Anger and desire weren’t the best combination.

I swallowed hard and stared unseeingly at the steak.

He had to be drunk in order to text me something like that.

“Are you okay, West?”

No, I fucking wasn’t.

“I’m fine. Just a check-in with the kids. All is well.” I faked a smile and returned to my food.

Thank fuck, my drink soon arrived.

I wasn’t gonna be able to drive home.

Uber, it was.

I released a breath as we left the restaurant, and I’d hoped for fresh, crisp air…to clear my head.

That wasn’t happening in July.

What a fucking disaster of a night.

“Where did you park?” Lance asked.

I pulled out my phone to go to my Uber app. “Uh, garage by 15th and Locust,” I replied. “But considering how much I let loose with the drinks, I’ll pick up my car tomorrow.”

I wanted to get out of the city before I did anything stupid. Alfie lived just a few blocks away, and that was a circle of hell I didn’t need to visit.

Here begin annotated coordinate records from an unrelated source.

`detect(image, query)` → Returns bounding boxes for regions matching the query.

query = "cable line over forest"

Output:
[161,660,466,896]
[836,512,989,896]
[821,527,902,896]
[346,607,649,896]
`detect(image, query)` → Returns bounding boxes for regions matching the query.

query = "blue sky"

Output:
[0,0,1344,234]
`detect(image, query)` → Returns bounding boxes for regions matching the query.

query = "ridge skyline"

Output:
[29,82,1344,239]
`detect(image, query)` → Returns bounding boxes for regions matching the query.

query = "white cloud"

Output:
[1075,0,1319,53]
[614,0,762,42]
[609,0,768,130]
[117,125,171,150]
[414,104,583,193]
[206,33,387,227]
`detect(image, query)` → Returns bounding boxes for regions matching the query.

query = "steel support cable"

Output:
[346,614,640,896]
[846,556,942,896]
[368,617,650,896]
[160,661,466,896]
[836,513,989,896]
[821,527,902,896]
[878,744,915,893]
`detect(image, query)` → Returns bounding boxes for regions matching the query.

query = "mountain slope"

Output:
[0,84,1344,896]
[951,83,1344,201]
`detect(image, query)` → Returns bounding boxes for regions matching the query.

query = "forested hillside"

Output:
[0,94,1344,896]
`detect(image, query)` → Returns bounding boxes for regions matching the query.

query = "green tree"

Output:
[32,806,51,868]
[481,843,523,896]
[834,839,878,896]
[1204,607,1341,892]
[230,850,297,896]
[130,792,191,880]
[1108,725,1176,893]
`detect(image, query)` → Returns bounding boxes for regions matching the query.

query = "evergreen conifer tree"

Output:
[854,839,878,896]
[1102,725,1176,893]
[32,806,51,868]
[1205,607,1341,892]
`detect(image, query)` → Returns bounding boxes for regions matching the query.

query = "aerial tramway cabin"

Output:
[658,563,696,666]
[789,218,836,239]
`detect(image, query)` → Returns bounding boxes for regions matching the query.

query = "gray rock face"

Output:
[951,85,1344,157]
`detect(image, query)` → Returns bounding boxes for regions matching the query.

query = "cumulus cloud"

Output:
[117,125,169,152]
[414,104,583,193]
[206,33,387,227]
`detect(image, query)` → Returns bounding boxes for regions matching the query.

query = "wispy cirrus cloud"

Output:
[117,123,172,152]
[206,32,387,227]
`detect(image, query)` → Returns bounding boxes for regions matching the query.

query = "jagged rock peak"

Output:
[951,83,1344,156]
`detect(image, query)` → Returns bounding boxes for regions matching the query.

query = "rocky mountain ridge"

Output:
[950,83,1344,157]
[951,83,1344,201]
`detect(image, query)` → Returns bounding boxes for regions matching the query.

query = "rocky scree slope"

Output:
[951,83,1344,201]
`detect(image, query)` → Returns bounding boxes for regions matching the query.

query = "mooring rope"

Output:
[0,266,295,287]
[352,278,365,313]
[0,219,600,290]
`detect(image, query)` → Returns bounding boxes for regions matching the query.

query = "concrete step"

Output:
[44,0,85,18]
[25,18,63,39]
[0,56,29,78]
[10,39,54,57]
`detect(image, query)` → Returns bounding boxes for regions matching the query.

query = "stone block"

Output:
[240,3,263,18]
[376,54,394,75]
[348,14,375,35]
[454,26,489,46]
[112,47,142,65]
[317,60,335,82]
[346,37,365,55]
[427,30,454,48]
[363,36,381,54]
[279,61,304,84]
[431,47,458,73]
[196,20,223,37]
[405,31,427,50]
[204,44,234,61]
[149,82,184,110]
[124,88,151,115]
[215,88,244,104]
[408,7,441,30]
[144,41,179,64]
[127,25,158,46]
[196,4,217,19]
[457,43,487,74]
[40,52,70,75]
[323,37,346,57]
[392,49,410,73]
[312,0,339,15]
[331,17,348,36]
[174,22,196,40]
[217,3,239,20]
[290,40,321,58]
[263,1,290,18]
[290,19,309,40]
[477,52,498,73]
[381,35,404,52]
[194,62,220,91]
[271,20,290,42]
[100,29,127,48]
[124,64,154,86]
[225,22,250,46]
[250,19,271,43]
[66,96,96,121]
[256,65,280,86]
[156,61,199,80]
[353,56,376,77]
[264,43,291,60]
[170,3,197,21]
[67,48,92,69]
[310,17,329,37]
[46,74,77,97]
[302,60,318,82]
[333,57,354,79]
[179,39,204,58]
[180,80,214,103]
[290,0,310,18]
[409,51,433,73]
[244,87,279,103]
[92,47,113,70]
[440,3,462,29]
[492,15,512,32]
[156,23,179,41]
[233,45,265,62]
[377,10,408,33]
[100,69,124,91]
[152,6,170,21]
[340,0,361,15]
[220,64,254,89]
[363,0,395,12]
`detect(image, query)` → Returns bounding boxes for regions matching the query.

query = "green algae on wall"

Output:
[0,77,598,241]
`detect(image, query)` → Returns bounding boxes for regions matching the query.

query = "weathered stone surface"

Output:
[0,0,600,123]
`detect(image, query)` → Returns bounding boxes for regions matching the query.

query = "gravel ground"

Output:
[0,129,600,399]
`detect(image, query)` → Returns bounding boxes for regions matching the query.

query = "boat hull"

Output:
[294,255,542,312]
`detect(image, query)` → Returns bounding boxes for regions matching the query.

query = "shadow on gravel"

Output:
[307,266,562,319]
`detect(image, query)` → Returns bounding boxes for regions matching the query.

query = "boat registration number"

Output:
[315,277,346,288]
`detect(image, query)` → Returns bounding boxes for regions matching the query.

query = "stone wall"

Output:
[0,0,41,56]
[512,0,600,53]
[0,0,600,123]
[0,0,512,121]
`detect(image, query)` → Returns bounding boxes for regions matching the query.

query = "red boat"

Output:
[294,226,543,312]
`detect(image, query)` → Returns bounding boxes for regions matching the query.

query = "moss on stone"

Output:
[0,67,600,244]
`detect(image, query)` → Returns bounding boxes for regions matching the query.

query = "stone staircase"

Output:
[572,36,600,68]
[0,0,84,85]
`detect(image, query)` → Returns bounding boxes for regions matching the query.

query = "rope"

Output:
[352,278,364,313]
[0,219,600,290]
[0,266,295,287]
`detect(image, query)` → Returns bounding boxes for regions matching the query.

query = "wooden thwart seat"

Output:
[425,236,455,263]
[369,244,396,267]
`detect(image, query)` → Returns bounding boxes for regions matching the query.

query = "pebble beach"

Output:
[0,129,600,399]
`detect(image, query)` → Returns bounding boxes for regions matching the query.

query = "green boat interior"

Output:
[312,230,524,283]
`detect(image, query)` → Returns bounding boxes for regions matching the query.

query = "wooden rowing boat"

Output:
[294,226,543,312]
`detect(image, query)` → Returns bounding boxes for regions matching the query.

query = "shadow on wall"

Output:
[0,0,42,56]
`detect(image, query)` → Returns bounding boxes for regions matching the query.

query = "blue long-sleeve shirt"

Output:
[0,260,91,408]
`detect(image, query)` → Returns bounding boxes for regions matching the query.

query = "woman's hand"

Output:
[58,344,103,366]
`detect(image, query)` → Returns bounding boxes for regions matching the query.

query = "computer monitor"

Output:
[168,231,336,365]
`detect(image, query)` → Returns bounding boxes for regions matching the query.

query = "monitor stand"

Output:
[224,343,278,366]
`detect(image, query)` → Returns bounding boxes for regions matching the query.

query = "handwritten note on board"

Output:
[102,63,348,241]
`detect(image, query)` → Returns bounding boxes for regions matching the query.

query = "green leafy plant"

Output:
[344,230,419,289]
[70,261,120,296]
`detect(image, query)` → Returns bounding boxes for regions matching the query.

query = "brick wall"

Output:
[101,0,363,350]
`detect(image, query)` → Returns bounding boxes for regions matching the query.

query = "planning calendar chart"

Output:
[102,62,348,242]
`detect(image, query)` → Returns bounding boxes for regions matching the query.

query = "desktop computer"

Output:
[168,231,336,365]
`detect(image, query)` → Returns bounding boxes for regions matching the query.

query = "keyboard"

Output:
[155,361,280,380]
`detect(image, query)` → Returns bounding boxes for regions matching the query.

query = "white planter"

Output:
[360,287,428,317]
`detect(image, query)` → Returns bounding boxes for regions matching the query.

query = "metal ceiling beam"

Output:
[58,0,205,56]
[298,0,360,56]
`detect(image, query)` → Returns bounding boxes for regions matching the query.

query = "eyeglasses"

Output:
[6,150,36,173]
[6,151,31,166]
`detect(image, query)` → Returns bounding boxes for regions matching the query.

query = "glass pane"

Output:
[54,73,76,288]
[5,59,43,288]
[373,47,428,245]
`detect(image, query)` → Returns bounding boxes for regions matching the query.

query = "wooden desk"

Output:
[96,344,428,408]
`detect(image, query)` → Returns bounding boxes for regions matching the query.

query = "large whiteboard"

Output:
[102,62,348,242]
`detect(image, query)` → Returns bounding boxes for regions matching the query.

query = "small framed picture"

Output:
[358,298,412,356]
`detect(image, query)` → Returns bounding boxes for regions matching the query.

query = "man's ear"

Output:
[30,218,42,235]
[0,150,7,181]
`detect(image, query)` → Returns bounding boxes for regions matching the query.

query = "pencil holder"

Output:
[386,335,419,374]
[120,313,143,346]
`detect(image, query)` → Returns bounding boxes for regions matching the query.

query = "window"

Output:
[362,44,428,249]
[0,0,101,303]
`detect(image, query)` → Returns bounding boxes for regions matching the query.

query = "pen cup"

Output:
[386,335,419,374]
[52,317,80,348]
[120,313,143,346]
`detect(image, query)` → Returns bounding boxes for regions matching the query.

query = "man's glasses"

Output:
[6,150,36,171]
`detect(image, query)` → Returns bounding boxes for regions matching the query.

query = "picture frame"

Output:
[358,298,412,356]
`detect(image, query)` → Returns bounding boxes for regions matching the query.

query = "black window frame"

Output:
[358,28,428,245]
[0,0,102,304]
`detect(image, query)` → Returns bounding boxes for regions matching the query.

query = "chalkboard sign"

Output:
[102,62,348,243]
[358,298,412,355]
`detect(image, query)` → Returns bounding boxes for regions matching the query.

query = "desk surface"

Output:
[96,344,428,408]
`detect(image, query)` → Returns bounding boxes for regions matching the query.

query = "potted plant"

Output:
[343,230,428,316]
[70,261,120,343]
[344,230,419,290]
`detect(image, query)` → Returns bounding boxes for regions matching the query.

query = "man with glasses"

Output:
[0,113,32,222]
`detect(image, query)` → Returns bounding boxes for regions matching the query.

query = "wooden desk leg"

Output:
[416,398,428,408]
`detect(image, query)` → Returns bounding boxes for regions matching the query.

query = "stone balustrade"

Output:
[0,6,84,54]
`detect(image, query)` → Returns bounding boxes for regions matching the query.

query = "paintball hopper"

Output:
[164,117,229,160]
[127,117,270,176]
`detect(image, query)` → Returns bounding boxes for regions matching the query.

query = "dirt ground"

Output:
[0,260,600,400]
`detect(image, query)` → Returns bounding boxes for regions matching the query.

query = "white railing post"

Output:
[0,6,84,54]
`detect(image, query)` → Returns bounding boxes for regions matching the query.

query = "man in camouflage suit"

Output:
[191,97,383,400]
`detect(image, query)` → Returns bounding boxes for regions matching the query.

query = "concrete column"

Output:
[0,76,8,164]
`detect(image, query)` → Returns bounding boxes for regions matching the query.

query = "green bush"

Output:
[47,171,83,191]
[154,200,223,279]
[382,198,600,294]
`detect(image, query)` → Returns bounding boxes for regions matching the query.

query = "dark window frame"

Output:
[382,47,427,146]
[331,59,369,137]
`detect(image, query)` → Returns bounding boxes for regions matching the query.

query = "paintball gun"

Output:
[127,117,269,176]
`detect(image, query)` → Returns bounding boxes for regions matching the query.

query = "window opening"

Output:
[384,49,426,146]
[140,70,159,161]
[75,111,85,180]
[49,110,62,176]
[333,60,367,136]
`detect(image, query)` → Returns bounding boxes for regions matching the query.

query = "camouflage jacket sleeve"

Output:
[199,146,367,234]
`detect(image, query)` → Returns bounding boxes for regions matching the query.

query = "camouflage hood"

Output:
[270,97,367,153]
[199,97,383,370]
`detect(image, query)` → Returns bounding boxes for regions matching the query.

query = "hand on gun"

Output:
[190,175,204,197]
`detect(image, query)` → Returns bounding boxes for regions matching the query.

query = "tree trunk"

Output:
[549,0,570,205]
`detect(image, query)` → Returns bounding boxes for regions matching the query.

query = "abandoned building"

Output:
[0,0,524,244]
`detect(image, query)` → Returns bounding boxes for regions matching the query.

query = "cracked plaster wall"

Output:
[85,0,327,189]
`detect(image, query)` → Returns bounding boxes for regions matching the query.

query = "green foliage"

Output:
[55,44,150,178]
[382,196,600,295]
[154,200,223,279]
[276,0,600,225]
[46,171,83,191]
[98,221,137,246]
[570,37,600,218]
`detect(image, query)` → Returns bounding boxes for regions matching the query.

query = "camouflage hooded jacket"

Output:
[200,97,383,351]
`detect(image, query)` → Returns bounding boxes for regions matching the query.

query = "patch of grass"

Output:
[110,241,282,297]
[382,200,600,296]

“I don’t suppose you wanna go to a bar?”

Fuck. Time to end this on a decent note. He deserved an explanation from me.

“Unfortunately, I’ll be up way too early because my children don’t care that Sundays were meant for resting,” I chuckled. “I’d like to apologize if I came off as distracted tonight, though. It’s my first date after the divorce—I think I told you. So I guess you can say I’m rusty.”

He smiled, and he might even have looked a bit relieved. “I totally get it. I hope you’ll text me if you wanna do this again sometime.”

I don’t.

I smiled back. “I will.”

CHAPTER 4

Alfie Scott

“Do you still have the gun I gave you?”

I eyed Kellan in the rearview before I made a turn on Spruce. “Yeah?”

He nodded once and looked out the window. “Start keeping it close when you work. You should hit up a shooting range once a week too. I’ll help you get sorted with the paperwork and a legal gun, which you’ll carry, but we don’t wanna use anything that’s registered.”

“I have that covered,” I replied. I wasn’t completely new. If I was keeping a gun or two around the house, I wanted to know everything there was to know. I could admit I hadn’t gone to the range once a week, but at least once a month the past three years. Around the time I moved out of West’s house, once a day for quite a while.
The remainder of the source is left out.